Distributed TensorFlow

Updated at 2018-04-30 15:15

Distributed TensorFlow allows you to share parts of a TensorFlow graph between multiple processes, even on different machines.

Increase iteration speed by scaling up to hundreds of CPUs and GPUs.

Distributed TensorFlow system has three types of processes:

master worker / mw (chief?)
parameter servers / ps
workers / w

What they do:

master worker initializes the model, coordinates the training operations and handles of fault-tolerance of parameter servers and workers.
parameter servers manage the model state in a synced manner e.g. variables and the update operations.
workers do all the intensive parts of the process e.g. pre-processing, loss calculation, backpropagation.

You need more parameter servers to handle a large volume of worker I/O. One parameter server won't be able to take requests from 50 workers.

The same code is often sent to all nodes. Environmental variables are used to execute certain code blocks depending on the node.

How to prepare your code for Distributed TensorFlow:

Define tf.train.ClusterSpec, which describes all the tasks and jobs in the cluster.
Define one or more tf.train.Server in that cluster, which corresponds to a particular task in a named job. Each task will typically run on a different machine.
Assign your model to the named jobs.
Setup and launch tf.train.MonitoredTrainingSession

Clusters

Cluster managers like Kubernetes or Bork usually handle creating the ClusterSpec.

Round-robin variables

# define which servers handles which variables
with tf.device("jobs:ps/task:0"):
	...

# assign variables in a round-robin fashion (default)
with tf.device(tf.train.replica_device_setter(ps_tasks=3)):
 	...

# load balancing
greedy = tf.contrib.training.GreedyLoadBalancingStrategy(...)
with tf.device(tf.train.replica_device_setter(ps_tasks=3, ps_strategy=greedy)):
    ...

# you
with ()
	partitioner = tf.fixed_size_partitioner(3)
	embedding = tf.get_variable("embedding", [10000000, 20], partitioner=partitioner)

Sessions

tf.Session knows only about the devices in the local machine.

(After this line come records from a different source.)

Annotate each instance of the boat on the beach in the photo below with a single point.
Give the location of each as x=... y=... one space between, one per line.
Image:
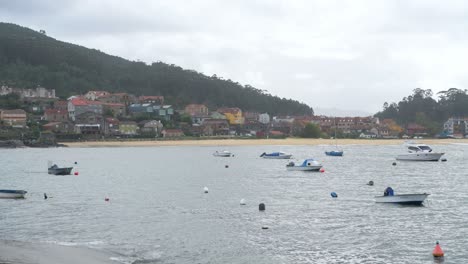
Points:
x=223 y=153
x=307 y=165
x=419 y=152
x=55 y=170
x=390 y=197
x=276 y=155
x=336 y=153
x=12 y=194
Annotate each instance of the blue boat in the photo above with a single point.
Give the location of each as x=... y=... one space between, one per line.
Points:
x=12 y=194
x=335 y=153
x=275 y=155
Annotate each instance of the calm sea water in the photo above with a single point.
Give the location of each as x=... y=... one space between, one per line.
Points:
x=158 y=212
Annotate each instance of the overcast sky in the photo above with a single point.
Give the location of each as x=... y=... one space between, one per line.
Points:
x=352 y=55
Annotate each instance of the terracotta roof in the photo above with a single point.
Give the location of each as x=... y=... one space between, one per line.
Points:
x=232 y=110
x=82 y=102
x=13 y=112
x=55 y=111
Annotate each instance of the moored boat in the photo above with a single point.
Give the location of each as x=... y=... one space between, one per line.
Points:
x=307 y=165
x=223 y=153
x=390 y=197
x=276 y=155
x=335 y=153
x=419 y=152
x=12 y=194
x=55 y=170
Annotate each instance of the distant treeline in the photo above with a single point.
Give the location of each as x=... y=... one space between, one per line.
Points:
x=424 y=110
x=29 y=58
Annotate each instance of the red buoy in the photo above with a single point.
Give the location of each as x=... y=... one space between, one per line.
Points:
x=437 y=252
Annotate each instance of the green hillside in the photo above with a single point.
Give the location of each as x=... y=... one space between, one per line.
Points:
x=29 y=58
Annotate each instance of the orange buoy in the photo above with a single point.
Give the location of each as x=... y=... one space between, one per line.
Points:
x=437 y=252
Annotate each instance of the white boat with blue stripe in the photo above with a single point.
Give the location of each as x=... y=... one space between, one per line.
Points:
x=276 y=155
x=307 y=165
x=12 y=194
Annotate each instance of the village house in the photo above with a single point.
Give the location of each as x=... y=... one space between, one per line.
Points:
x=39 y=92
x=14 y=118
x=158 y=111
x=94 y=95
x=77 y=106
x=214 y=127
x=111 y=126
x=59 y=127
x=413 y=129
x=456 y=126
x=172 y=133
x=56 y=115
x=233 y=115
x=128 y=128
x=116 y=109
x=61 y=105
x=89 y=123
x=118 y=98
x=264 y=118
x=196 y=110
x=151 y=128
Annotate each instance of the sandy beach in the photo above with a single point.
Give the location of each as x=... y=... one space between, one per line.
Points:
x=254 y=142
x=29 y=253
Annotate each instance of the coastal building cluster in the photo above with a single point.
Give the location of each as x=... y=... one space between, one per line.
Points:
x=101 y=114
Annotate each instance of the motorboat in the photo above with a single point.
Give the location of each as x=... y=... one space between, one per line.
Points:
x=276 y=155
x=223 y=153
x=56 y=170
x=307 y=165
x=410 y=199
x=335 y=153
x=419 y=152
x=12 y=194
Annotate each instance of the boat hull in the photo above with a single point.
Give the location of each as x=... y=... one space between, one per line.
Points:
x=334 y=153
x=60 y=171
x=303 y=168
x=222 y=155
x=277 y=157
x=12 y=194
x=413 y=199
x=425 y=156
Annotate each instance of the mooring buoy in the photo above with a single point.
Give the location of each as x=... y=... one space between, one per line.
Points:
x=261 y=207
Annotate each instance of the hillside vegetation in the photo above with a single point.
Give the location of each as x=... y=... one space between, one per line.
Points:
x=29 y=58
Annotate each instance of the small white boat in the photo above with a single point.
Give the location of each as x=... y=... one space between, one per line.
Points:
x=223 y=153
x=307 y=165
x=276 y=155
x=12 y=194
x=390 y=197
x=419 y=152
x=415 y=198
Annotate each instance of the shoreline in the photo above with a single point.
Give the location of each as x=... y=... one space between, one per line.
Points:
x=45 y=253
x=255 y=142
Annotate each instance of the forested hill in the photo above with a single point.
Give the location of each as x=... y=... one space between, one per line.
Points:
x=29 y=58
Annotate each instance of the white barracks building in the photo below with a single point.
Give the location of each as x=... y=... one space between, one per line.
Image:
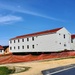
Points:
x=46 y=41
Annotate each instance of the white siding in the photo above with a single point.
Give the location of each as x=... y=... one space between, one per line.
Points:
x=1 y=51
x=44 y=43
x=64 y=41
x=73 y=44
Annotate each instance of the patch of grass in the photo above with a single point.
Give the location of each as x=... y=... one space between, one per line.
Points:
x=5 y=71
x=54 y=59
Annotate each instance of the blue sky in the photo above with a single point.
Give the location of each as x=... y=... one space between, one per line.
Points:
x=19 y=17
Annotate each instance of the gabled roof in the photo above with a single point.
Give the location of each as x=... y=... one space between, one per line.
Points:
x=73 y=36
x=1 y=47
x=37 y=33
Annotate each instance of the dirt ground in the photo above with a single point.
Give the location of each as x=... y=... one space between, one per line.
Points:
x=38 y=66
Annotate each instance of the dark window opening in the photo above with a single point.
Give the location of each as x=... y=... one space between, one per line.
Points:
x=71 y=40
x=18 y=40
x=10 y=48
x=27 y=39
x=64 y=45
x=64 y=36
x=32 y=38
x=22 y=40
x=27 y=46
x=10 y=41
x=14 y=41
x=22 y=47
x=18 y=47
x=32 y=46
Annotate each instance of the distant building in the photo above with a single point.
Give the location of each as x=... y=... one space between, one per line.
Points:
x=1 y=49
x=6 y=49
x=54 y=40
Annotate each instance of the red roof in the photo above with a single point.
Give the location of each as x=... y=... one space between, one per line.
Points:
x=73 y=36
x=1 y=47
x=37 y=33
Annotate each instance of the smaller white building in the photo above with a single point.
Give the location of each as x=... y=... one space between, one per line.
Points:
x=53 y=40
x=1 y=50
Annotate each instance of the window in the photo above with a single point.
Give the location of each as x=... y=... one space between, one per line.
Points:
x=18 y=47
x=22 y=47
x=64 y=36
x=59 y=43
x=32 y=46
x=64 y=45
x=10 y=41
x=27 y=46
x=27 y=39
x=0 y=50
x=22 y=40
x=14 y=47
x=32 y=38
x=18 y=40
x=14 y=41
x=10 y=48
x=71 y=40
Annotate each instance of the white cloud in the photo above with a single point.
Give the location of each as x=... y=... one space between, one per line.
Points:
x=21 y=10
x=9 y=19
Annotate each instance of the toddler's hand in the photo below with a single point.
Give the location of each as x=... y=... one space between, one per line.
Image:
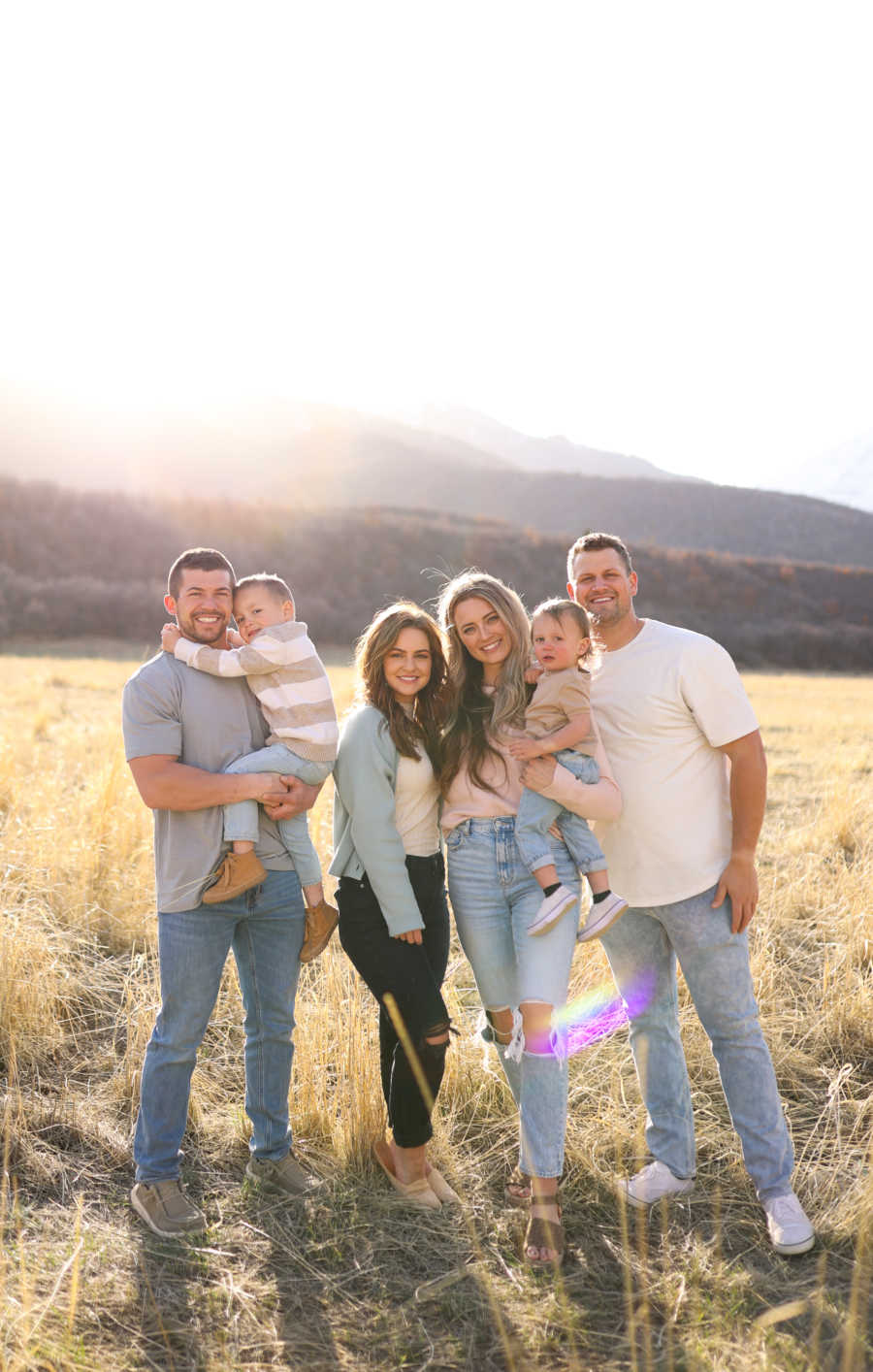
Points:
x=525 y=748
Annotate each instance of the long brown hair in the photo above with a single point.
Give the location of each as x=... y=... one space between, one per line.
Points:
x=424 y=725
x=473 y=715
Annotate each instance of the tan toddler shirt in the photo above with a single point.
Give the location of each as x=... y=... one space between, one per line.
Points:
x=556 y=700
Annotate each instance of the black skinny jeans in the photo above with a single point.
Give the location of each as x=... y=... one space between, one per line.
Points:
x=413 y=974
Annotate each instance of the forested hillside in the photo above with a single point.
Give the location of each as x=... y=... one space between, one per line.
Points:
x=81 y=564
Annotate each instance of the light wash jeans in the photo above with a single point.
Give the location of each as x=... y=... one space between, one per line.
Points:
x=647 y=943
x=537 y=814
x=265 y=929
x=495 y=898
x=241 y=819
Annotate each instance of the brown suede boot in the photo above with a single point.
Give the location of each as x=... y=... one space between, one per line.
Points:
x=238 y=873
x=320 y=925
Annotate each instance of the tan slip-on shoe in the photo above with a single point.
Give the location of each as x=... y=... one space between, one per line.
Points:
x=238 y=873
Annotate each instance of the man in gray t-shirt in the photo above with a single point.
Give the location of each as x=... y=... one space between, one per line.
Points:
x=181 y=729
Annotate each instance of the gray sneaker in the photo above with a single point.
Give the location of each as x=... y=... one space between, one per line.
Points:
x=286 y=1176
x=166 y=1209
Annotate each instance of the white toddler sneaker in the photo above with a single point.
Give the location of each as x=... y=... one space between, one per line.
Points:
x=601 y=915
x=787 y=1224
x=551 y=910
x=652 y=1183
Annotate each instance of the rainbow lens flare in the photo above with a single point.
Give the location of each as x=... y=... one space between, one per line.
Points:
x=600 y=1011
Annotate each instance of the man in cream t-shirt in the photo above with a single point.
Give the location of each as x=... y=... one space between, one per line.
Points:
x=684 y=744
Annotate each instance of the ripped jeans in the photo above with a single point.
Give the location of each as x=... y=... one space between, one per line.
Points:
x=495 y=898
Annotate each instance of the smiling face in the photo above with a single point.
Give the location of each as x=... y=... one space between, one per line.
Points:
x=605 y=589
x=407 y=663
x=258 y=606
x=204 y=604
x=483 y=634
x=558 y=642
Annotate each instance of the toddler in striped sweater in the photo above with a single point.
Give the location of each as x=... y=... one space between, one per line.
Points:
x=283 y=670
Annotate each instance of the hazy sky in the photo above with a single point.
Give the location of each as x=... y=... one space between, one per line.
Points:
x=644 y=225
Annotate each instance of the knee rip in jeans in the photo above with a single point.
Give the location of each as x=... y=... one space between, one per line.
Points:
x=434 y=1041
x=548 y=1041
x=509 y=1040
x=495 y=1033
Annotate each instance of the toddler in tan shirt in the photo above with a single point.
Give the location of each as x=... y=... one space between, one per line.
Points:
x=559 y=723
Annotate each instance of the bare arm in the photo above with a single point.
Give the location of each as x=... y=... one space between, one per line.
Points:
x=574 y=732
x=748 y=798
x=166 y=784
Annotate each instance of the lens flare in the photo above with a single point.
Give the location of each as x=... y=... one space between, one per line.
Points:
x=601 y=1011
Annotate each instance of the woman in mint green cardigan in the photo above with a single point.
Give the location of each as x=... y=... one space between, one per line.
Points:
x=393 y=915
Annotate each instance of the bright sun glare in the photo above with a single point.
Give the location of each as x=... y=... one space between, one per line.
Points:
x=644 y=227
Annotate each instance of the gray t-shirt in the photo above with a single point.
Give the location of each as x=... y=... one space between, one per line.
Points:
x=206 y=722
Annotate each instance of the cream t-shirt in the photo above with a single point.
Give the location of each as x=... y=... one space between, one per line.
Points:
x=664 y=704
x=416 y=804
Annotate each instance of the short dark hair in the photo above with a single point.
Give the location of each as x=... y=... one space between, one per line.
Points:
x=204 y=560
x=596 y=543
x=274 y=583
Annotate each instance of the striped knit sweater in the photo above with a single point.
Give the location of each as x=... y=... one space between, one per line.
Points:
x=286 y=673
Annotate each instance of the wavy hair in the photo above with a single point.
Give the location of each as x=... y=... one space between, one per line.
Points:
x=475 y=716
x=423 y=726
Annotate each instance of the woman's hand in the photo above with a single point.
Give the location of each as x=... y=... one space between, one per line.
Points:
x=526 y=748
x=538 y=772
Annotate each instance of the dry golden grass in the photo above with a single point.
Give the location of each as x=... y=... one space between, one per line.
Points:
x=333 y=1283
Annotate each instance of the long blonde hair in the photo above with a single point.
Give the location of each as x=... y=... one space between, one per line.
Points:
x=473 y=715
x=429 y=708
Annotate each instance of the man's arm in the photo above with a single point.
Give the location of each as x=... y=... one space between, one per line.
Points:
x=166 y=784
x=748 y=798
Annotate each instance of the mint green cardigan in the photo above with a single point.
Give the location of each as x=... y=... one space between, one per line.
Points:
x=366 y=837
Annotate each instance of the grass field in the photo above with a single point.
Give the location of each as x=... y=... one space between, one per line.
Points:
x=349 y=1280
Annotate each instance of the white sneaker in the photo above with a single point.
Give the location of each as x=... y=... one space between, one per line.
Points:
x=655 y=1180
x=551 y=910
x=787 y=1224
x=601 y=915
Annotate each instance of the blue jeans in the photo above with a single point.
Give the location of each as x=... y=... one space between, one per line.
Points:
x=241 y=819
x=265 y=929
x=647 y=943
x=495 y=898
x=537 y=814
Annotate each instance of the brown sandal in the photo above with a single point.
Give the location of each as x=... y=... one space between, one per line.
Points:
x=544 y=1235
x=518 y=1190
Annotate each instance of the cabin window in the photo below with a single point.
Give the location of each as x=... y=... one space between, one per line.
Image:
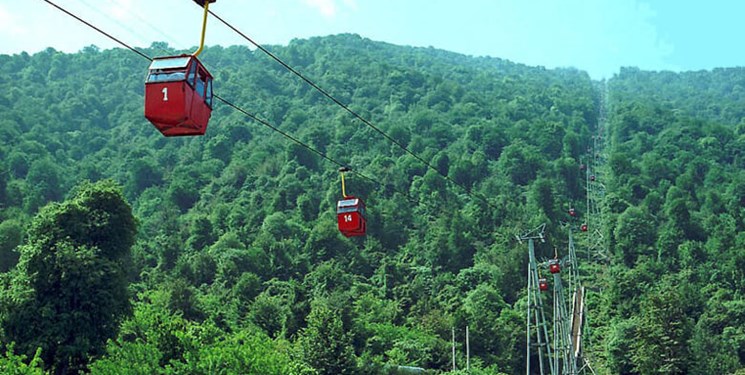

You have to create multiple tf.train.Server that communicate with each other.

Saving

Always use sharded saving. Otherwise the variables will be written to a single location which will most likely run out of memory with big models.

saver = tf.train.Saver(sharded=True)
...
if is_chief ad step % 1000 == 0:
    saver.save(sess, "/home/hello/...")

Running

with tf.train.MonitoredTrainingSession(server.target, is_chief) as sess:
    while not sess.should_stop():
        sess.run(train_op)

Easy chief recovery with restore from checkpoint, random initialization or recovery. run() automatically recovers from PS failures and can trigger hooks.

Fault tolerance

Worker fails => workers are stateless so you can just have cluster manager to bring a new online
Parameter server fails => parameter servers are stateful and master worker is responsible of noticing ps going down, halt workers, boot new up and restore parameters from the last checkpoint
Master worker fails => interrupt operations and wait until new master is found

High-level API

You can use estimators to use distributed TensorFlow without touching the low-level code.

# how to distribute your model
distribution = tf.contrib.distribute.MirroredStrategy(num_gpus=2)

run_config = tf.estimator.RunConfig(distribute=distribution)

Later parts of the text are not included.